Hoje, 5 de junho, é o Dia Mundial do Meio Ambiente, como se meio ambiente tivesse dia específico para ser lembrado. Chegamos a um ponto tal, com as notícias de constantes desastres ambientais e mudanças climáticas, que hoje ninguém precisa mais ser um grande mestre em meio ambiente, em desenvolvimento sustentável ou no estudo dos seres vivos, para perceber a gravidade da situação.

É fácil constatar que a emissão inconsequente e progressiva de gases poluentes, o desmatamento e a poluição de rios e mares vêm tornando a Terra um planeta em progressivo desequilíbrio ecológico, com risco iminente, daqui pra frente, da própria sobrevivência humana e do reino animal. Isso é fato real.

Como também é fato real que no Brasil, ruralistas, ambientalistas e o próprio governo até hoje sequer chegaram à conclusão sobre o texto mais equilibrado do novo Código Florestal.

Os ambientalistas afirmam agora que o pulmão do mundo não estaria no verde das florestas, mas sobretudo nos oceanos, de onde provêm boa parte do oxigênio que respiramos e absorvem o excesso do gás carbônico que lançamos na atmosfera. Eles controlam o clima e a água do planeta Terra. Uma riqueza incomensurável e um grande desafio. Sequer a maioria das espécies marinhas foi descoberta. Os oceanos são a maior fronteira da biodiversidade, afirmam.

Estudo publicado pela revista americana “Science” mostra inclusive que 41% dos ecossistemas marinhos sofrem de maneira grave com a impensada ação humana. Mais ainda: de acordo com os cientistas, não existe região da Terra que não tenha sido afetada pela presença do homem, embora nas áreas próximas aos polos o impacto seja menor.

Outro estudo aponta locais onde a poluição tem diminuído a quantidade de oxigênio na água, um processo chamado de eutrofização, com consequente morte dos seres vivos que precisam de oxigênio, como peixes e crustáceos.

Por sua vez, o norte-americano Peter May, naturalizado brasileiro, especialista em recuros naturais e coordenador da Conferência de Economia Ecológica, encontro mundial marcado para ocorrer entre 16 e 19 próximos, antes da Rio + 20, alerta: ” O princípio básico da Economia Ecológica é o fato de a natureza ter limites que precisam se contabilizados. Trata-se de uma questão óbvia: se há um planeta finito, a economia não pode atuar como se os recursos fossem infinitos”.
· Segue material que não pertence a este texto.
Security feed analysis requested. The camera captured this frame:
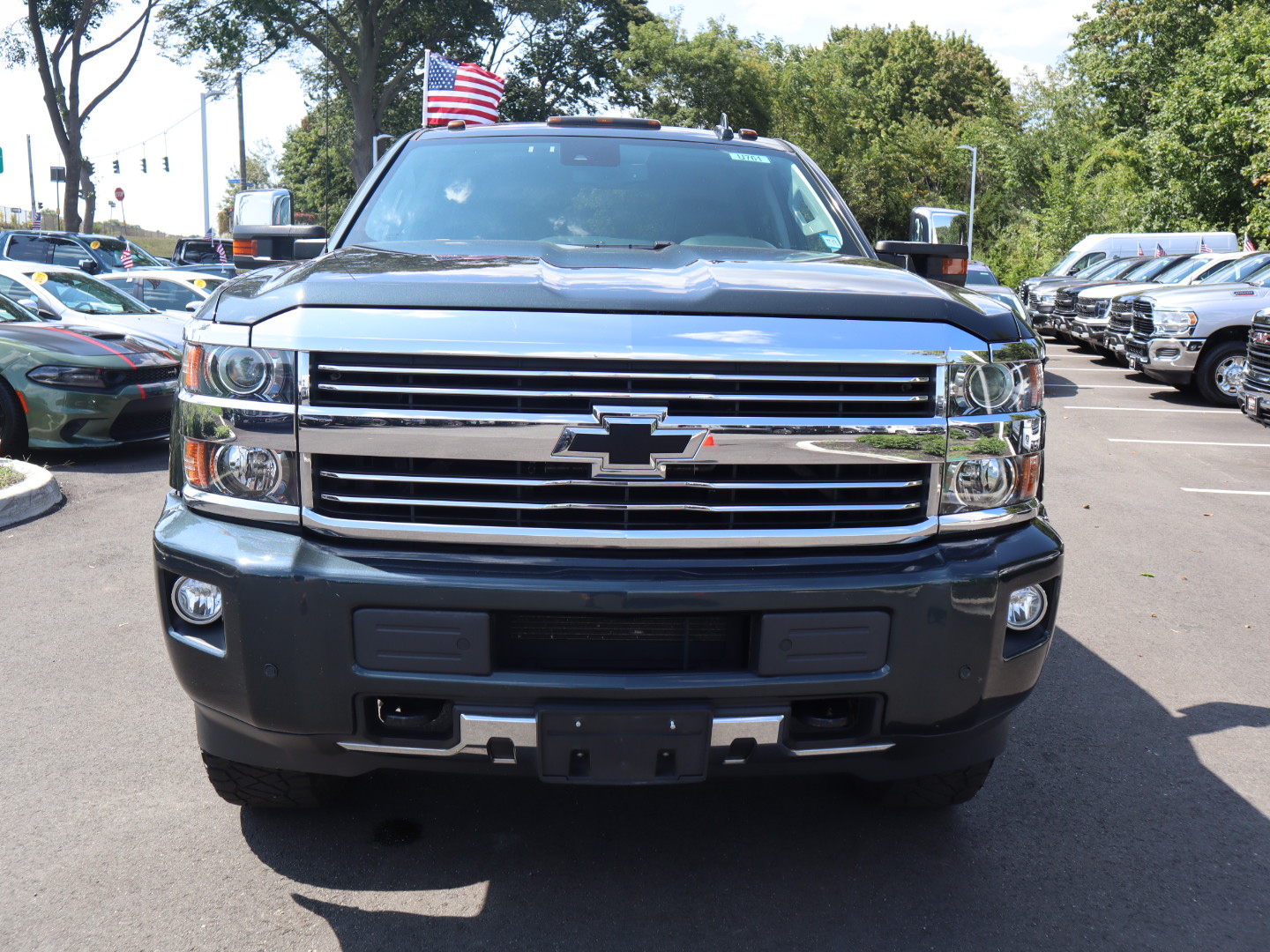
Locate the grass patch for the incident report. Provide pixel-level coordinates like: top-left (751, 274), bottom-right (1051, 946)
top-left (0, 462), bottom-right (26, 488)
Até onde irão a falta de consciência e o descaso do homem com as permanentes agressões ao meio ambiente? Até onde a natureza permanecerá em sua ação repulsiva e com que intensidade?

Estes são os desafios da Rio + 20, da qual se espera não apenas a assinatura de protocolos de intenção, mas sobretudo que se honrem os compromissos firmados. O futuro do Planeta Terra, por enquanto, é sombrio.